2. For part a) i would use the $\epsilon-\delta$ definition of limits and it should follow directly. For part b) you just need to show a counter example. Maybe look at $y=x\mbox{ and }y^2-x^2=1.$

3. ok that was how I started it... thanks for the info...

4. Originally Posted by Caity
a) Suppose that ${X_n}$ and ${Y_n}$ converge to the same point. Prove that ${X_n} - {Y_n} \rightarrow 0$ as $n \rightarrow \infty$.
b) Show the converse is false.
Suppose that $L$ is the common limit of the two sequences.
If $\varepsilon > 0 \Rightarrow \quad \left( {\exists N} \right)\left[ {n \geqslant N \Rightarrow \left| {x_n - L} \right| < \frac{\varepsilon }
{2}\,\& \,\left| {y_n - L} \right| < \frac{\varepsilon }
{2}} \right]$
.
Then observe that $\left| {x_n - y_n } \right| \leqslant \left| {x_n - L} \right| + \left| {L - y_n } \right|$.

5. I finished part a). Thanks for the help. Now about part b). First what exactly would the converse be? I know its If X then Y becomes If Y then X. I was thinking maybe by showing something like subtraction is not commutative.

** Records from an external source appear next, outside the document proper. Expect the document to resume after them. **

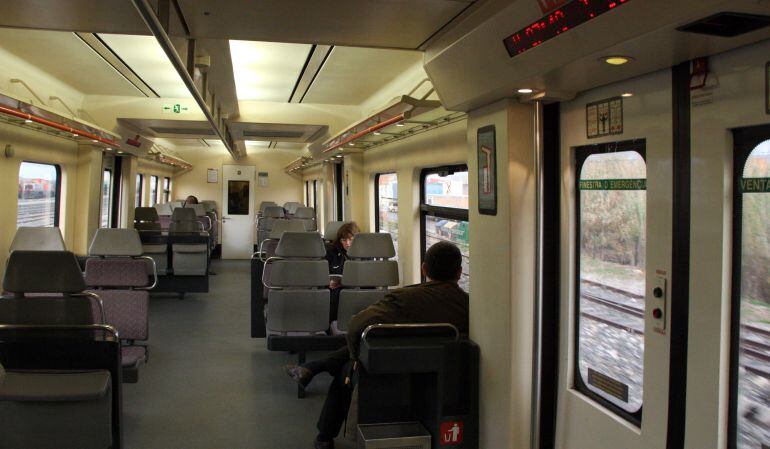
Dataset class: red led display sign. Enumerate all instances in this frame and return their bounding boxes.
[503,0,630,57]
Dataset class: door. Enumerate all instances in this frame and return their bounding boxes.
[222,165,257,259]
[556,67,672,449]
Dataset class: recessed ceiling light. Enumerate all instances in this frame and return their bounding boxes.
[600,55,634,65]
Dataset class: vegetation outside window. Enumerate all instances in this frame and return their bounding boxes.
[420,165,470,291]
[575,141,647,425]
[374,173,398,260]
[16,162,61,228]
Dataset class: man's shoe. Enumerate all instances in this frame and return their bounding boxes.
[283,365,313,388]
[313,437,334,449]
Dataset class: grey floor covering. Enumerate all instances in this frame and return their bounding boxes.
[123,261,352,449]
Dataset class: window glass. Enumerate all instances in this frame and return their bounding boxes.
[420,165,470,292]
[150,176,158,206]
[134,174,144,207]
[16,162,60,228]
[737,140,770,449]
[163,177,171,203]
[576,151,647,419]
[425,170,468,209]
[376,173,400,260]
[99,168,112,228]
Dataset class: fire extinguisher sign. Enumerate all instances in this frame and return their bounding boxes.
[440,421,463,446]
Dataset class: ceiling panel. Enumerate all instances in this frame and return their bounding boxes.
[0,28,144,97]
[303,47,422,105]
[99,34,192,98]
[230,41,312,102]
[180,0,475,49]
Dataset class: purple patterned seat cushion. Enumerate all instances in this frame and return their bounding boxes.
[121,346,147,366]
[86,258,149,287]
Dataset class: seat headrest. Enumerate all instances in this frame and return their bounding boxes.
[171,207,198,221]
[155,203,173,215]
[348,232,396,259]
[134,206,160,223]
[3,251,86,293]
[275,232,326,258]
[262,206,283,218]
[324,221,347,241]
[186,204,206,217]
[294,206,315,218]
[88,228,142,256]
[10,226,66,251]
[259,201,278,212]
[268,220,305,239]
[201,200,217,212]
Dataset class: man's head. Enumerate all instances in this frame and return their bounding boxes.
[422,241,463,282]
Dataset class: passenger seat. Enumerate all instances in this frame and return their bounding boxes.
[85,228,157,383]
[331,232,399,334]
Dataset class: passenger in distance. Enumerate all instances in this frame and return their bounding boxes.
[287,242,468,449]
[326,221,361,323]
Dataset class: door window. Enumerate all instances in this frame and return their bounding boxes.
[575,144,647,425]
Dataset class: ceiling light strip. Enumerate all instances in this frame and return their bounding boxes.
[0,106,120,147]
[323,114,406,153]
[132,0,242,159]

Like if X - Y $\rightarrow$ 0 is not the same as Y - X $\rightarrow$0.

6. The converse is: Suppose that $\left( {x_n - y_n } \right) \to 0$ the $\left( {x_n } \right)$ & $\left( {y_n } \right)$ have the same limit.

7. Originally Posted by Plato
The converse is: Suppose that $\left( {x_n - y_n } \right) \to 0$ the $\left( {x_n } \right)$ & $\left( {y_n } \right)$ have the same limit.

Well I tried this Plato... but it comes out true and I'm supposed to be proving it false... If the limit of $x_n$ and $y_n$ go to the same number say 1. Then we have 1 - 1 = 0 which shows it is true.

8. Try this counterexample.
$x_n = \left( { - 1} \right)^n + \frac{1}
{n}\,\& \,y_n = \left( { - 1} \right)^n - \frac{1}
{n}\,$

Note: we are not given that the sequences converge, only that their difference is null.

9. Originally Posted by Plato
Note: we are not given that the sequences converge, only that their difference is null.
Is it possible to find a counterexample with the two converging ?

10. Originally Posted by Moo
Is it possible to find a counterexample with the two converging ?
The answer is no, the limit must be the same for both sequences.
Suppose that $\left( {x_n } \right) \to L,\quad \left( {y_n } \right) \to K\,\& \,\left| {\left( {x_n } \right) - \left( {y_n } \right)} \right| \to 0$.
That means that almost all the terms of $\left( {x_n } \right)$ are ‘close’ to $L$; almost all the terms of $\left( {y_n } \right)$ are ‘close’ to $K$; and almost all the terms of $\left( {x_n } \right) - \left( {y_n } \right)$ are ‘close’ to $0$.

Suppose $L \not= K$ then $\varepsilon = \frac{{\left| {L - K} \right|}}
{4} > 0$
.
But how can almost all of the three sequences be with in an $\epsilon$-distance of its limit?